二回目も三回目も赤い玉で、いわゆるスカ。確か五回目くらいに、白か黄色の違う色の玉が出てきたとき、おじさんは「おっ」といって、手元の鐘を手にとって、チリンチリーンと、大きな音で鳴らした。5円玉のつかみ取りが当たったのだ。

列の向こうでタバコを吹かしていた父も驚いて、私のところまでやってきた。福引き所には透明なプラスチック製の百円札の箱、50円玉の箱、10円玉の箱とあって、その隣に5円玉の箱が並んでいた。父は顎を5円玉の箱の方に向けて「おまえ、やれ」と顎を向けた。


手を入れる口は上手に狭くできていて、父は瞬時に、子どもの手の方が有利だと計算したに違いない。おじさんが「さあ、いっぱい掴んでよ」と大きな声で叫ぶと、周囲の人たちが一斉に私たちを取り囲み、固唾をのんで見守っている。父はもう一度、顎をふいっと箱の方に向けた。

私は慎重に狭い穴に手を突っ込んだあと、小さな手を思い切り開き、ありったけの5円玉を掴んだ。ところが、子どもの手でも膨らんだ拳を穴から出すのは難しく、しょうがなく、箱のなかに何枚かを落としてようやく、5円玉の塊を外に出したのであった。
私たちを取り囲んだ知らないおじさん、おばさんからまた、おおっという歓声があがって、なかにはパチパチと拍手をする人もいた。
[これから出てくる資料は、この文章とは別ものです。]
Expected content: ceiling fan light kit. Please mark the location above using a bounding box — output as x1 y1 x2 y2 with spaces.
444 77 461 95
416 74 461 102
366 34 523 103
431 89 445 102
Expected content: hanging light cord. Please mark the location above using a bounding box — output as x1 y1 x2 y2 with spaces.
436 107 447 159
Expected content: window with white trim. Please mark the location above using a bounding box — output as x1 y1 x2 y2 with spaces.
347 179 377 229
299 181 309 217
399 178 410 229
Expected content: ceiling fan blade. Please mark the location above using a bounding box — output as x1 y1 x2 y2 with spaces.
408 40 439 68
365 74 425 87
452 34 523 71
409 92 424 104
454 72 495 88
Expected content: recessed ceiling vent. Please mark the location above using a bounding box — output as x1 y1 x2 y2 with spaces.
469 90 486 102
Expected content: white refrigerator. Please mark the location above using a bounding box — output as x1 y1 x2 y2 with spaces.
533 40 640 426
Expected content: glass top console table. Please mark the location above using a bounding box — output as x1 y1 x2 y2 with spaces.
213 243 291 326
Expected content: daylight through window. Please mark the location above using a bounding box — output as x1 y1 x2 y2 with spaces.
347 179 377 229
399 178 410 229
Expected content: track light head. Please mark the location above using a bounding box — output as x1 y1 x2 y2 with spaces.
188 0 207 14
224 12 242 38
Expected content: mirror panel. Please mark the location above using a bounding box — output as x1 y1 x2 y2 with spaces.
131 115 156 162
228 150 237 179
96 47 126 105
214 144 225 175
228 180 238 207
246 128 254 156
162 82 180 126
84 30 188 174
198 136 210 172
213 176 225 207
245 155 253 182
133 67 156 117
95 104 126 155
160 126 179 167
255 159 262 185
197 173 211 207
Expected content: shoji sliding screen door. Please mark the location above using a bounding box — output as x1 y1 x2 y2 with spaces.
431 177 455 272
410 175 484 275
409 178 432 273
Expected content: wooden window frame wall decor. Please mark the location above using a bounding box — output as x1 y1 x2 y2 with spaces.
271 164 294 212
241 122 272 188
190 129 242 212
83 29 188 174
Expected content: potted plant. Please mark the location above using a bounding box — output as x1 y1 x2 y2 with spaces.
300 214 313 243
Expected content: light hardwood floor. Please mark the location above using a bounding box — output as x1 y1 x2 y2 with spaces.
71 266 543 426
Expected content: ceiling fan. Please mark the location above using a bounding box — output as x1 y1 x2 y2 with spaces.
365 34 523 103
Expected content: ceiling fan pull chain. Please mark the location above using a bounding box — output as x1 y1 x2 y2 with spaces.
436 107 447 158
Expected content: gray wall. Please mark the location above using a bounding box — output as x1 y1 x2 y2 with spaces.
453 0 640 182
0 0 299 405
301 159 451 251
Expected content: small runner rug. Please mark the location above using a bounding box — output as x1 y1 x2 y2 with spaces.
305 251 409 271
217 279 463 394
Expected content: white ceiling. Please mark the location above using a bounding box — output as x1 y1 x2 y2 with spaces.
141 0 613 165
確か、180円とか190円かそこらで、200円にも満たない金額だった。それでも百円札のお年玉でも大喜びしていたのだから、子どもの私にとっては宝くじの大金が当たるに匹敵する大事件だったのだ。


安っぽい紙袋に入れられたお金を父に渡すと「何でも好きなものを買え」という。迷わず、B29のプラモデルがほしいと父にせがみ、父は商店街でそれを買ってくれた。同じ店で、父は妹にと、あまりかわいくない顔のお人形も買った。

黄色にシルバーの機体がデザインされたプラモデルの箱は高級感に満ちて、もう一生、レーシングカーのセットなどいるものか、と思ったほどだった。家に帰ってすぐに箱を開け、その日のうちに機体を完成させた。日本中を焼土化させた爆撃機だが、子どもの私にとってはそんなことなどおかまいなしで、できあがった機体をもって、ブーン、バババババッと狭い家のなかを走り回っていた。おとなしい妹は、茶の間の隅っこで人形を抱き、ずっと髪を撫でていた。

父も母も、その日は珍しく、やさしく、しあわせそうな顔をしていた。そんな二人の顔を見た私はというと、いっそううれしくなって、バババババッ、ブーン、ババッと、機体を持って狭い家のあちこちを走り回った。最後には母から「うるさい!」と怒鳴られ、内職の洋裁で使う竹の物差しでアタマをカツンと一発叩かれたが、それでもめげずに、いつまでも、父と母のまわりをババババババッ、ブーンと回っていた。